Dylan stopped walking. “Oh, no, you don't. I'm not getting into this with you.”

“That's fine by me, as long as you get into it with
her
. She's perfect for you. You know that, don't you?”

It was time to shut this down. “Look, this is not happening. She is not perfect for me, and even if she was, I'm pretty sure she isn't interested.”

“Could have fooled me. I heard about the two of you having breakfast at Karl's.”

An irritating little voice yelled “I told you so!” from the back of Dylan's brain. “Eating eggs with a member of the opposite sex does not constitute the launch of a romantic entanglement. As a matter of fact, it was a committee chair meeting.”

Jesse shrugged. “Yorky said she looked entangled.”

“Why is Yorky—why is anyone, for that matter— watching me eat breakfast?” Dylan yanked the boat parade float sign-up sheet down from the firehouse bulletin board. He stared his friend straight in the eye, giving his words all the weight he could muster. “I am not her type. When you hear her talk about her plans for a snazzy city life, it doesn't take a rocket scientist to see she's looking for a shirt-and-tie guy. And that is not me.”

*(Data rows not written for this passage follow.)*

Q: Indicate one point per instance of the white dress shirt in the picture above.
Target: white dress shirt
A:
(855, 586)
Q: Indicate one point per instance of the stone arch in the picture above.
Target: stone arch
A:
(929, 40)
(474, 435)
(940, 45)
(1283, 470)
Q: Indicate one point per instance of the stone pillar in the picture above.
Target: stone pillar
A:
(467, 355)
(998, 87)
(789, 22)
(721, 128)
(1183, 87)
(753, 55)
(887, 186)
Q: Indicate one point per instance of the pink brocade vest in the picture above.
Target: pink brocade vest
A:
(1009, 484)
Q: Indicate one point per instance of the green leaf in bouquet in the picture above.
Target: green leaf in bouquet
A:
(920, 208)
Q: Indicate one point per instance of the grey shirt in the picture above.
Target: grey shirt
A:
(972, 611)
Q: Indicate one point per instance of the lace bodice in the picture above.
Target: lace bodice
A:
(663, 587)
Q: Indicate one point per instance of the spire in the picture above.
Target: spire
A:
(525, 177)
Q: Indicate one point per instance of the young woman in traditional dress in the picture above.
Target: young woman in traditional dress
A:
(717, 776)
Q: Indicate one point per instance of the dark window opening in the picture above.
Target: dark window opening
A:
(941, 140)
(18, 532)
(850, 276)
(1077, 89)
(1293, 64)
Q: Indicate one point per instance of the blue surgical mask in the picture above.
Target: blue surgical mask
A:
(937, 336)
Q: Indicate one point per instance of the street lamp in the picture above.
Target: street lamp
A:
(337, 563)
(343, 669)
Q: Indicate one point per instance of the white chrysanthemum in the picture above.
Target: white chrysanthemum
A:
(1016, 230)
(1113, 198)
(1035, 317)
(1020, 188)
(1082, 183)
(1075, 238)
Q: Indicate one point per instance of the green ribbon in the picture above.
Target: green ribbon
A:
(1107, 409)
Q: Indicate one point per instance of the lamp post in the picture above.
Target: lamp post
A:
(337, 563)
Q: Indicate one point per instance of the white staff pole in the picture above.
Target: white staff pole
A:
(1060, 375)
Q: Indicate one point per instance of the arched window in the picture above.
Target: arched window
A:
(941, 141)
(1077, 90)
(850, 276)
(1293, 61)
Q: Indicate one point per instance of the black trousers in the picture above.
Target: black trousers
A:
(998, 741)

It would have been nice if that shut Jesse up, but Dylan wasn't that fortunate. “Did the lady actually say that, or is that just Yvonne whispering in your ear?”

Some days Jesse's pushy nature was a useful trait. Today wasn't one of them. “Knock it off, Sykes. Now.” He stuffed the sign-up sheet in his pocket and stomped out of the building before he had to listen to any more of his friend's nonsense.

* * *

Sunday afternoon, Karla spread the document she'd printed out from the Clifton on the kitchen table in the flat above Karl's. Dad had come over after church to fix the medicine cabinet hinge. He walked into the kitchen as he wiped the grease from his hands, stared over her shoulder. “So this is the program, huh?”

“A year stint at Perk. I can hardly wait. Dad, you should see the equipment they have there. The espresso machine alone costs more than my car.”

Dad scanned the long list of bullet points outlining her responsibilities. “Sounds like a meal ticket. Any hotel in the world would hire you after this.”

Her father still wasn't sold on the idea of her going into business for herself quite so soon. She knew her father recognized the apprenticeship at Perk for the prime opportunity it was, but she also realized he liked it even more as a stopgap to her moving forward with Rooster's.

“I don't want to work at a hotel, Dad. Rooster's is still my future. This will just be a fabulous stepping stone. I can look at spaces and get things set up while I'm working at Perk.”

“When are you going to tell Grandpa?”

Karla leaned back in her chair and sighed. That was the real question, wasn't it? “Soon.”

Dad sat down at the table. “He still thinks you're staying the whole summer, and this job starts in three weeks. You can't keep it from him for much longer.”

“It'll make him so sad. He talks to me like I'm going to be here forever.”

“I know.” Her Dad had once been the target of Grandpa's “work at Karl's” pressure campaign. She never really thought she'd find herself in those shoes. “But that should be his problem, not yours. I have faith you'll find a way to tell him that won't hurt too much.”

Karla wasn't so sure that was true. The wedge Dad's refusal had driven between him and Grandpa was still there, and it had been years. If the next generation of Kennedys inflicted the same wound, Karla was sure it would hurt even more. And that's what made this so hard. She fingered the papers. “This is what I'm supposed to do. I'm glad to help out here and all, but it's not my future. The Perk internship just proves to me that God is lining things up for me to launch Rooster's someday.”